The Politic: I want to touch on the famous incident of Chinese civil rights activist Chen Guangcheng. What implication did his incarceration and treatment have on the U.S. and China relationship, especially over human rights?
The incident showed that we have differences on human rights but that we are willing to tackle and solve them while pursuing partnerships on the economic front. I think it’s a testament to the strength of the U.S.-China relationship that we were able to resolve that issue and come up with a solution that met the needs of both sides. And it is a testament to the idea that we, the United States, are true to our values.
The Politic: How do you feel that America is represented in China, and are you pleased with this public perception? If not, how would you improve America’s image?
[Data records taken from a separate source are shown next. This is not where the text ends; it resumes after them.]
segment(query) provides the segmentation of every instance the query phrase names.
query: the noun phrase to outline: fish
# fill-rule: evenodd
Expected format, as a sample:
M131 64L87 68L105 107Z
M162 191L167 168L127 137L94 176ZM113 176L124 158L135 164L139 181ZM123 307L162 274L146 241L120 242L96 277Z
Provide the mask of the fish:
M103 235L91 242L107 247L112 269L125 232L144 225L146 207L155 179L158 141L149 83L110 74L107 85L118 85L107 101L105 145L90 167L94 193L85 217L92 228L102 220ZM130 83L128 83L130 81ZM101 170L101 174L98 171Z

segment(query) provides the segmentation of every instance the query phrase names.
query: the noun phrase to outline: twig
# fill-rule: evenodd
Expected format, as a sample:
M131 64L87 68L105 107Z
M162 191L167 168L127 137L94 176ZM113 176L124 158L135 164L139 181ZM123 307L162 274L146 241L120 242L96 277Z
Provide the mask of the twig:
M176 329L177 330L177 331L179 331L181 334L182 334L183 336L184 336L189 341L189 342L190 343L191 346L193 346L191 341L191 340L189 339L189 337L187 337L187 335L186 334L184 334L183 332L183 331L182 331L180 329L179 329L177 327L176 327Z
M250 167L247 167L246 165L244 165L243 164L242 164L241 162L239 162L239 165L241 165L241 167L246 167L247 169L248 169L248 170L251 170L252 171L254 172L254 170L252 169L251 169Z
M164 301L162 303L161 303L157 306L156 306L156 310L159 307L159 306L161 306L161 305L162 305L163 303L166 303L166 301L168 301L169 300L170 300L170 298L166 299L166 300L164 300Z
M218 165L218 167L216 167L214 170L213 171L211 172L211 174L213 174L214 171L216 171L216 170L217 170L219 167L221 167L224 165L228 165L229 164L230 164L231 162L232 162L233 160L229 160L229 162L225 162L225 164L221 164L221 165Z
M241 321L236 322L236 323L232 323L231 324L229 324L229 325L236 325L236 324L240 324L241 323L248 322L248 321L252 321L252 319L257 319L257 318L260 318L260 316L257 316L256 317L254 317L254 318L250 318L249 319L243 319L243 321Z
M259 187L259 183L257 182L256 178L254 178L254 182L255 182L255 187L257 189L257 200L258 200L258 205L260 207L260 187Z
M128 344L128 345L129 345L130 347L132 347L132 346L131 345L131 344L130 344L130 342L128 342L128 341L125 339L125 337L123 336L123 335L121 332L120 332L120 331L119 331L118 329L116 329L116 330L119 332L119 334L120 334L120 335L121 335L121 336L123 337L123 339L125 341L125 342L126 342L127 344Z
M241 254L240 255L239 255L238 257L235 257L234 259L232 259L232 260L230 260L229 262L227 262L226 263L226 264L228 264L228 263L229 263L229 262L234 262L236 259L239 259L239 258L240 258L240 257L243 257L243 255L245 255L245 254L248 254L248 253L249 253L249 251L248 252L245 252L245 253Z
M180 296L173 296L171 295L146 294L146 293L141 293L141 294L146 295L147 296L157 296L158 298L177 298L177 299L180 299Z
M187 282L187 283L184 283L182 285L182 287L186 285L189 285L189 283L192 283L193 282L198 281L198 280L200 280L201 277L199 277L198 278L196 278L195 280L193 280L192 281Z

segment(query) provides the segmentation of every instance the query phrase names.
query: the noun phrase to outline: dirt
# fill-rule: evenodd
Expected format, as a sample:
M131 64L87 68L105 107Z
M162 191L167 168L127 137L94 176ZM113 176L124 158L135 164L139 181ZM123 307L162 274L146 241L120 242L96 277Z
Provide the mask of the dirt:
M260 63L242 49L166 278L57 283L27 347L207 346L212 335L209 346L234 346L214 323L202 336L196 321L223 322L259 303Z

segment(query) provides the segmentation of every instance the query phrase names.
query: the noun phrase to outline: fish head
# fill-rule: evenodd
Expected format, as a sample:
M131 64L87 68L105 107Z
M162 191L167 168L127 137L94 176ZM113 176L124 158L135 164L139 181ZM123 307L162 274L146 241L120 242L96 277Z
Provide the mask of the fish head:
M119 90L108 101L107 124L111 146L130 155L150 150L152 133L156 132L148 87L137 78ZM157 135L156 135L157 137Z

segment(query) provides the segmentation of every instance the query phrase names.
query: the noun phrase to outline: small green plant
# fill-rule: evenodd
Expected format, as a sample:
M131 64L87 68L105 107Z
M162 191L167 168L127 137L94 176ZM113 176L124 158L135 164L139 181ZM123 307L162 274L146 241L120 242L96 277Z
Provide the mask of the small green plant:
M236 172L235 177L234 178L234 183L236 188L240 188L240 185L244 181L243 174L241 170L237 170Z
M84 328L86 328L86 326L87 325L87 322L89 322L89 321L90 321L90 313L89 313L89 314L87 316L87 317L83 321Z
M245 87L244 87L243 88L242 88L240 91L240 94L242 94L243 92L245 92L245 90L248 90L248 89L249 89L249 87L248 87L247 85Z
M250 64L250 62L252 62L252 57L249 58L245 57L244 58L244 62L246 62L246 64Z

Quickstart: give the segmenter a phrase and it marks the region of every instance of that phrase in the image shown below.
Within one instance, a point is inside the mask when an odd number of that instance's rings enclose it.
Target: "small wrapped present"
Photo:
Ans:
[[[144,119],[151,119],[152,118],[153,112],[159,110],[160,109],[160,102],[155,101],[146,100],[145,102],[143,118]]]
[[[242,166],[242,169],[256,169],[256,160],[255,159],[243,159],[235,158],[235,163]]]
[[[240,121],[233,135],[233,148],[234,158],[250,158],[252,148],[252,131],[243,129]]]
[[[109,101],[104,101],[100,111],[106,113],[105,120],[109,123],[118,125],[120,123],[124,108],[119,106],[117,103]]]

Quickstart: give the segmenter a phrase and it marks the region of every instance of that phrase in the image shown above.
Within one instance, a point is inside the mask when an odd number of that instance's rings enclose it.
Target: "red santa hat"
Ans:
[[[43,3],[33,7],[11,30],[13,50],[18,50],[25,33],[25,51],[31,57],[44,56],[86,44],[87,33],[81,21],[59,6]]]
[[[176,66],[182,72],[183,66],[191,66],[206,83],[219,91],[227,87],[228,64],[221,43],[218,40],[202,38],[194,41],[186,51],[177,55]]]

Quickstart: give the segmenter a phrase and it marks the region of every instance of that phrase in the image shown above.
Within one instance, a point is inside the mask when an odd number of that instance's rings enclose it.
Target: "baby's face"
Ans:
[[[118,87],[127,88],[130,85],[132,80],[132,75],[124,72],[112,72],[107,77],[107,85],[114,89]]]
I think there is a great fascination among the Chinese with America; there is a large fondness for Americans and American society. Our cooperation goes back more than a hundred years. The Chinese, of course, helped finish the intercontinental railroad in the United States, and Chinese immigrants really contributed blood, sweat, and tears to the prosperity of America, especially in the West. You can talk to the everyday Chinese person, and there is a fascination with Americans; American TV shows and movies, along with American culture, are very popular here.
But there is too much of a misunderstanding of our political system and not much understanding of our incredible diversity. So we’re spending a lot of time trying to engage in people-to-people exchanges. That is why we encourage Americans to come to China to study abroad. We have something like 200,000 Chinese students studying in America each year, while we only have around 15,000 Americans studying in China. It is great that we have 200,000 Chinese students in America and over a million Chinese tourists every year, because they have been able to see, firsthand, our way of life and our diversity of peoples and cultures. That exposure to America perhaps creates in the returning Chinese a greater interest in reform in China. But we also need more Americans in China itself. More American students and tourists can be our best ambassadors, showcasing American values and the American way of life, as well as interacting with the Chinese.